Proprio non riesce a capire come si possa venire nel suo paese per andare nella città che – grazie al sequestro di Gerusalemme – è diventata la capitale dei loro nemici. L’ossessione della sicurezza appassisce la giovinezza di questi ragazzi. Esterno ai miei compagni di viaggio la preoccupazione per un popolo che vive introiettando la paura e il filo spinato.

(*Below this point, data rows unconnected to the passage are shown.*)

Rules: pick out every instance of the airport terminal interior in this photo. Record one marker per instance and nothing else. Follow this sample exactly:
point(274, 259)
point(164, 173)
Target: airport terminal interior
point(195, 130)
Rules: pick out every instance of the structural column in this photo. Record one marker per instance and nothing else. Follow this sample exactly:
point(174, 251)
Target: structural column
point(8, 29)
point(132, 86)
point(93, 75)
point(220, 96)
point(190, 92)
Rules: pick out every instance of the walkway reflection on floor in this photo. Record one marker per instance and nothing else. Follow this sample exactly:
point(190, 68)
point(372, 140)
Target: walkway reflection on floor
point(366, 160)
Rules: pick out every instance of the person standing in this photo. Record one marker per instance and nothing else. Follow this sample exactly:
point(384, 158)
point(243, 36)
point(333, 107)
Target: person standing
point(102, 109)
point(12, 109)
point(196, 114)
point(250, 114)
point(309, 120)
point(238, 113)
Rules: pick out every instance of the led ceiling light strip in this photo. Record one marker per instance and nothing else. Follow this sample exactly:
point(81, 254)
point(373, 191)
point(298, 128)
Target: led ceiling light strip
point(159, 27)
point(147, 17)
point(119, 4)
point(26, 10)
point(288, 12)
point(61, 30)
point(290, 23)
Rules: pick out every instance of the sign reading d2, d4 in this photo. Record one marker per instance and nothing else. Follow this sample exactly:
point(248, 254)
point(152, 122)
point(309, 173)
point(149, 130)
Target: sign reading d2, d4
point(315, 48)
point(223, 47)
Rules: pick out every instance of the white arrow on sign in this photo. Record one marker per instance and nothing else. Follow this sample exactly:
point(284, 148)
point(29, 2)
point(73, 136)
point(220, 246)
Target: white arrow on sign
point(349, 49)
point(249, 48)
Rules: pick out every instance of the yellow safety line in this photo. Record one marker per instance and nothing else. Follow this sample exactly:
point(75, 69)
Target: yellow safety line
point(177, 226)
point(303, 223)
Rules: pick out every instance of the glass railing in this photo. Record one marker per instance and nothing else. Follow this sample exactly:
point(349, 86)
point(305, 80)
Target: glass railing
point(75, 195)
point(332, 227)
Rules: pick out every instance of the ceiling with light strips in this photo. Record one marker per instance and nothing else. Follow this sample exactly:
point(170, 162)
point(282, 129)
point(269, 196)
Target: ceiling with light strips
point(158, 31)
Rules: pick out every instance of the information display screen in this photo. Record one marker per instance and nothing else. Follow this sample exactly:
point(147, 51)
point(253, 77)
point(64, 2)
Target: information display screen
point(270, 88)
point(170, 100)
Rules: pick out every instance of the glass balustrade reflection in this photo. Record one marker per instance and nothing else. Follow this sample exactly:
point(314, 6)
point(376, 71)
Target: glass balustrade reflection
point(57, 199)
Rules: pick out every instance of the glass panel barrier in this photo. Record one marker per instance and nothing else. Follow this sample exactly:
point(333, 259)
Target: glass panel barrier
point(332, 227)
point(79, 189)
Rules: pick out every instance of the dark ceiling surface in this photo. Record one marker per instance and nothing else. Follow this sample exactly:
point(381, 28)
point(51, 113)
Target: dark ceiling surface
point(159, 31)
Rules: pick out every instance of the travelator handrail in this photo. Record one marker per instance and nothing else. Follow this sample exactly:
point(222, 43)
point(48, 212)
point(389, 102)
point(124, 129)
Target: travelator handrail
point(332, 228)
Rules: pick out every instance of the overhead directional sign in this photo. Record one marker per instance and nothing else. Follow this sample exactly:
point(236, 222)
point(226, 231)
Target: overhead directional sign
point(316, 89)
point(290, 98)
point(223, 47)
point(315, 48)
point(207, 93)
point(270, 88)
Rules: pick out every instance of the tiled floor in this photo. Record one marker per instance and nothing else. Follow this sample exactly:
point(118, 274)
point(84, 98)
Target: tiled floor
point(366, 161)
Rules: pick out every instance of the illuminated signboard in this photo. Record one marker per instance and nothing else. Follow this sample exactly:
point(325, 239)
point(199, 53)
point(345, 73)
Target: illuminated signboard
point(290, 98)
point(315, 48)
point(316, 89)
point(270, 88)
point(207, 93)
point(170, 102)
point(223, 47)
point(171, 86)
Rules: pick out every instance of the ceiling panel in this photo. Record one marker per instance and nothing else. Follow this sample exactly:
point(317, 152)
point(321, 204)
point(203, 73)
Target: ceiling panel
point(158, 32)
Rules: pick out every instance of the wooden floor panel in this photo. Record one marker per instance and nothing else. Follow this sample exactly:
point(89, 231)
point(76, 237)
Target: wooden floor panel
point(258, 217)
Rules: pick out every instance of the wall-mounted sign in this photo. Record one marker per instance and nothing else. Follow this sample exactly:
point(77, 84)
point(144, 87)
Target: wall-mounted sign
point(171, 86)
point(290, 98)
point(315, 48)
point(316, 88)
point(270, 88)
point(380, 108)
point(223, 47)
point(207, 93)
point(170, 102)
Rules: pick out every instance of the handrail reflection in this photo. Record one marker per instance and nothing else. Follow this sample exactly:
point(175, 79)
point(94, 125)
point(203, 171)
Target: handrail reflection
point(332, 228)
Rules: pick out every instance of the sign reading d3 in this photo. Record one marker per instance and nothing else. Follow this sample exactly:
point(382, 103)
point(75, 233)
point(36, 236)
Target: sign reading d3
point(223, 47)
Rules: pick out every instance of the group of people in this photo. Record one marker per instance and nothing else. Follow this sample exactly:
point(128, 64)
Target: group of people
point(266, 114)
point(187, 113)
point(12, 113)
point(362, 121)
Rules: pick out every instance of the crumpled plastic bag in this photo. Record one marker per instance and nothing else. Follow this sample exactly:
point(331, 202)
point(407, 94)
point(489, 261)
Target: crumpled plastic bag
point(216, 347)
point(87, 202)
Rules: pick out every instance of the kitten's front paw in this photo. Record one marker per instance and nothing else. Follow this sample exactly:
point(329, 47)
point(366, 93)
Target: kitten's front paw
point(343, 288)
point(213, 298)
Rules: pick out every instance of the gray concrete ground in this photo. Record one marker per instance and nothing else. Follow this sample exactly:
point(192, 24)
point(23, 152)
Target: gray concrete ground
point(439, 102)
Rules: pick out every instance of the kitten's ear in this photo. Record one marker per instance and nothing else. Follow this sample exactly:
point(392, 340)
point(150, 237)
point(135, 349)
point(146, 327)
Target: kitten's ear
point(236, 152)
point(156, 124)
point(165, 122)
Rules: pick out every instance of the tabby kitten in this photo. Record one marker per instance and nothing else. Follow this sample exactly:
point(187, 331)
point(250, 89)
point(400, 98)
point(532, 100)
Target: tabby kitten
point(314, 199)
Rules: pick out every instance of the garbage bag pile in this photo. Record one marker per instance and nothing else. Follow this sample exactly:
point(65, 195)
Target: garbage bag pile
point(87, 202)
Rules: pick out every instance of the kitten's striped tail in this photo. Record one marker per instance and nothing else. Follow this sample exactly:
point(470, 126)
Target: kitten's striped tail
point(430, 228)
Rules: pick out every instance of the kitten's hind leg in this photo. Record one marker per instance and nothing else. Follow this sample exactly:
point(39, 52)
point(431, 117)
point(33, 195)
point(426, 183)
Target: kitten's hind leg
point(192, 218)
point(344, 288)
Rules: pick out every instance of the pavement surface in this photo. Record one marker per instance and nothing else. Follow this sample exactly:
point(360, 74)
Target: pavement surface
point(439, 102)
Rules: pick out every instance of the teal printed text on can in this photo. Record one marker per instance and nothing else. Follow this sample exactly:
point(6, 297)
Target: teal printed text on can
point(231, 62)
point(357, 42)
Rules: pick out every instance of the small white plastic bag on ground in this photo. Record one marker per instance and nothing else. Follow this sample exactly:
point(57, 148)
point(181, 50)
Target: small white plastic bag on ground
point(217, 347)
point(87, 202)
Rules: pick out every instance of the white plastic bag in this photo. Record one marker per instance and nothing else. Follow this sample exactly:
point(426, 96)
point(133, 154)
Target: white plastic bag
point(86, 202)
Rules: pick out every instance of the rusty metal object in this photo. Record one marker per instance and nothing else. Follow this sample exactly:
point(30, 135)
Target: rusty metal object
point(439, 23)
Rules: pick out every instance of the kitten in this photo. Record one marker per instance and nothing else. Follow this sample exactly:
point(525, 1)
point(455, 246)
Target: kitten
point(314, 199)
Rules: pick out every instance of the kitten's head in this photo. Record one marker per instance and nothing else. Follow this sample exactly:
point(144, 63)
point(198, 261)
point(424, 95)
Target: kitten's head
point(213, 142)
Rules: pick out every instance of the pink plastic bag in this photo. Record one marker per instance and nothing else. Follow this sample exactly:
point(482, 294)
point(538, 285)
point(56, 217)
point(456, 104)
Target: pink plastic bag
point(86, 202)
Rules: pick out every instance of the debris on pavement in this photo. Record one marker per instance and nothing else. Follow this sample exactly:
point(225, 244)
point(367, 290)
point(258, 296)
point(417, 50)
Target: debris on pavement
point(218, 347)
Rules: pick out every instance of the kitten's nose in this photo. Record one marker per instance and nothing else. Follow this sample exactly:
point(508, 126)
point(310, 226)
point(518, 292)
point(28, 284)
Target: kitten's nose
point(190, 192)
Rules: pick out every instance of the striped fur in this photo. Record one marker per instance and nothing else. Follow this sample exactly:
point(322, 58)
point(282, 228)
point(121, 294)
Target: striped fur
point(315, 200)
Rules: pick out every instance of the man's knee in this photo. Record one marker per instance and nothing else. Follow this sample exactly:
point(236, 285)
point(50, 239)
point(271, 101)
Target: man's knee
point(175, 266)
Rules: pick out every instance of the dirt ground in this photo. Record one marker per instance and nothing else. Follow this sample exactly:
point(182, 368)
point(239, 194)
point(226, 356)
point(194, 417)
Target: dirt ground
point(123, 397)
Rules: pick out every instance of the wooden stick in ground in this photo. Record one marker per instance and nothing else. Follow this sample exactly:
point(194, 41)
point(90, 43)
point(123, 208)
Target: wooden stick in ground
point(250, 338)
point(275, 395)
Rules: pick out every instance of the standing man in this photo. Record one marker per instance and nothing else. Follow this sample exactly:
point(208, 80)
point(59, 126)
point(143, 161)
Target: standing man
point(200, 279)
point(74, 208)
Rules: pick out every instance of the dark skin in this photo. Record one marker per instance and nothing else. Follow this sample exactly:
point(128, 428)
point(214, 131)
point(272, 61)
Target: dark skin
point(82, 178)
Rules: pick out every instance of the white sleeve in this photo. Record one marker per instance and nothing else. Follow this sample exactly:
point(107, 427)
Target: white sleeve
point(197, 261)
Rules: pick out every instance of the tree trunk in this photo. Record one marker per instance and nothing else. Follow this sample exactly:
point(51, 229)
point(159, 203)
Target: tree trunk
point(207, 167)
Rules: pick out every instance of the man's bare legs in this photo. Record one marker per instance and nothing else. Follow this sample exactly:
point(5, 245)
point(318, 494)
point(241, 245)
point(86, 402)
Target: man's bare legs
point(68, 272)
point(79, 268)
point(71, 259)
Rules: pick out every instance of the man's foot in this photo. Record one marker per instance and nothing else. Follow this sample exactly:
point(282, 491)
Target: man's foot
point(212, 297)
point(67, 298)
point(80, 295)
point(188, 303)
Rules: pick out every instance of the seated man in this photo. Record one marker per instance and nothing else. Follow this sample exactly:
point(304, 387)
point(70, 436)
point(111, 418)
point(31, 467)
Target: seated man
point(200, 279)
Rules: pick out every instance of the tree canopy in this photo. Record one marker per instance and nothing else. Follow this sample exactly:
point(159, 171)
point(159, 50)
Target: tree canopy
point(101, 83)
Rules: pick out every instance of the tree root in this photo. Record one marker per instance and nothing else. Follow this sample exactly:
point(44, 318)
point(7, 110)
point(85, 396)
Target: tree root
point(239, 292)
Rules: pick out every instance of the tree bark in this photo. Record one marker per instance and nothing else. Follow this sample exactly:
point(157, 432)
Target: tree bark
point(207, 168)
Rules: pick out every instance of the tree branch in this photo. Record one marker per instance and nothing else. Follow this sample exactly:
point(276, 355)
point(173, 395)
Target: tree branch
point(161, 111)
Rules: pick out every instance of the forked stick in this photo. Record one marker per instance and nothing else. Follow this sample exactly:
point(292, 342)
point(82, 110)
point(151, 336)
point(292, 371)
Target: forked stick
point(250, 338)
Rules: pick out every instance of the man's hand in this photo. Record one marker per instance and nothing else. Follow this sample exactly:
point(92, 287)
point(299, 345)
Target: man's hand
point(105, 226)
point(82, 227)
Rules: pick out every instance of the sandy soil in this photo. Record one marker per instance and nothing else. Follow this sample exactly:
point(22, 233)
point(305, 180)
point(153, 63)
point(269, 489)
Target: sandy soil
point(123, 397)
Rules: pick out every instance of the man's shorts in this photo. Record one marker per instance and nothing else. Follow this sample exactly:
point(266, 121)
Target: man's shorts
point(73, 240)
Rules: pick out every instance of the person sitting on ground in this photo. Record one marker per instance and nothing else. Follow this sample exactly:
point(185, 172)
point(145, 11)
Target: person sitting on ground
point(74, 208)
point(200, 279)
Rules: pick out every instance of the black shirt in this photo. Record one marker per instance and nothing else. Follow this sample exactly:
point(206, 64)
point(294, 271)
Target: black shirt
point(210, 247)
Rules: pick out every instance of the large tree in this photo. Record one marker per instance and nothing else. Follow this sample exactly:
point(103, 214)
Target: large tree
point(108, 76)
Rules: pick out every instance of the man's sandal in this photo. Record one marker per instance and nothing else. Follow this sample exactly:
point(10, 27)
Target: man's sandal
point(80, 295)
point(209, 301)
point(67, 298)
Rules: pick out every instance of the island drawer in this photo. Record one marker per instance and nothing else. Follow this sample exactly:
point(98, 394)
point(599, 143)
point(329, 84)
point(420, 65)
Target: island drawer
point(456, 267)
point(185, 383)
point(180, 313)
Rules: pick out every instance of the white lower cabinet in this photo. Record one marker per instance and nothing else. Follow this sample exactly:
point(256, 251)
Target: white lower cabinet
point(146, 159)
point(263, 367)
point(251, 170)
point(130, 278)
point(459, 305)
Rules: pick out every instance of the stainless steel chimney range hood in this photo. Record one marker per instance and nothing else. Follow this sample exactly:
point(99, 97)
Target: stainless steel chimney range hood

Dopo aver sottoposto i nostri bagagli a mille controlli, dopo file estenuanti, vecchiette che si spintonano per avanzare nella fila, arriviamo di corsa ad imbarco già iniziato. Poi però l’aereo non parte se non con un’ora di ritardo. Non più di tanto, si potrebbe dire, ma sufficiente a non farci arrivare in tempo a Roma per la coincidenza  su Verona. In realtà il nostro aereo non sarebbe ancora decollato, ma l’Alitalia preferisce farci perdere una giornata, creare disagio e poi il taxi,  l’albergo, nemmeno un ricambio ed uno spazzolino visto che i bagagli sono già stati dirottati nelle viscere di questo mostro che di giorno si riempie di gente indaffarata ma che a quest’ora della sera, come d’improvviso, si svuota. Questo non è un servizio, non c’è buon senso e nonostante le proteste mie e di tante altre persone nella medesima situazione, ci fanno andare a dormire in un "non luogo" di Ostia che certo non rimarrà nei miei ricordi.